Complainant’s Submission and Presentation:
The complainant’s say that they have a provision in their contract requiring the respondent to give them one month’s notice of changes in any of their terms and conditions of employment.
In this case they received correspondence from the respondent on March 24th 2016 stating that ‘a review’ of hours was taking place but that the company was not in a position to provide any detail on what those changes might be.
On April 7th another letter was sent stating the expected date of the change but no further detail on what it would be.
Then on May 6th they received a letter stating that their hours would be cut from fifteen hours to nine hours and fifteen minutes with effect from May 16th.
Their hours have since been increased to twelve hours.
Respondent’s Submission and Presentation:
The above narrative in relation to the letters is largely accepted. The respondent says that there was an earlier letter on February 23rd 2016.
The respondent says that this letter represents notice of the change. It also complains that the grievance was not processed through the company grievance policy.
The respondent says that it simply did not know what the change would be until the discussions concluded with the client company
Findings and conclusions
There are a number of issues here.
Clearly workers are entitled to notice of change in their rosters, and all the more so when a reduction in hours is involved.
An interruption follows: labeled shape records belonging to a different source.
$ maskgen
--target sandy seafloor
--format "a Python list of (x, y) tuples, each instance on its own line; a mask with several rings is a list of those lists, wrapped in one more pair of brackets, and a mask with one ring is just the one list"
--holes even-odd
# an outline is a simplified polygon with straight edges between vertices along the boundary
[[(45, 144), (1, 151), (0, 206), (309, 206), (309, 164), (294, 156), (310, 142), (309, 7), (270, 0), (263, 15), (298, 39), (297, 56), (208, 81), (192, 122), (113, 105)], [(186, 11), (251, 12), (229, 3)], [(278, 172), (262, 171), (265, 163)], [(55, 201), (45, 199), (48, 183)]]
Their contracts of employment are in parts inconsistent and inadequate and in need of modernisation and overhaul. They contain a provision for the notification of changes in the pattern of hours (e.g. a shift change) but nothing on a variation in the total hours.
I find that the provision relied on as requiring one month’s prior notification of a change is being misinterpreted by the complainants.
The text is as follows.
‘Any of the Terms and Conditions in this document may be subject to change following consultation. Written confirmation will be given within one month of the agreed change.’
I find that this is a general statement governing the entire document. I also find that the second sentence relates to a requirement to advise the employee after the process which is described in the first has been undertaken and it reflects the provisions of section 5 of the Terms of Employment (Information) Act 1994. I do not see this as creating an obligation to give one month’s notice in advance of a specific change, such as in the current case.
The respondent accepted at the hearing that two week’s notice of a change of the order involved here would be normal, although in fact the actual notice was somewhat shorter than that. I also accept that the respondent was not in same position an employer would normally be in as the third party client company was driving the change to which the respondent had to react.
There is not much, if anything between the parties. The complainants want, and the employer is prepared to give notice of such changes in the future. My recommendation is that they agree a protocol for such an eventuality and either append it to, or amend the current contract; at paragraph 10, perhaps.
But for clarity the correct interpretation of the ‘header’ quoted above regarding notification is as I have found; it is an obligation to formally notify of agreed changes after the event and within one month as required by the Terms of Employment (Information) Act.
Decision:
Section 41(4) of the Workplace Relations Act 2015 requires that I make a decision in relation to the disputes in accordance with the relevant redress provisions under Schedule 6 of that Act.
I uphold the complaints in part in that the notification was somewhat inadequate but the respondent acted in good faith and due allowance must be made for the external constraints and the extent to which the respondent was not in control of events. I make no award as to compensation for that reason.
I recommend that the respondent should enter into discussions with the complainants as outlined above to define a revised, clear procedure for the notification of changes in hours and that this should be completed within three months.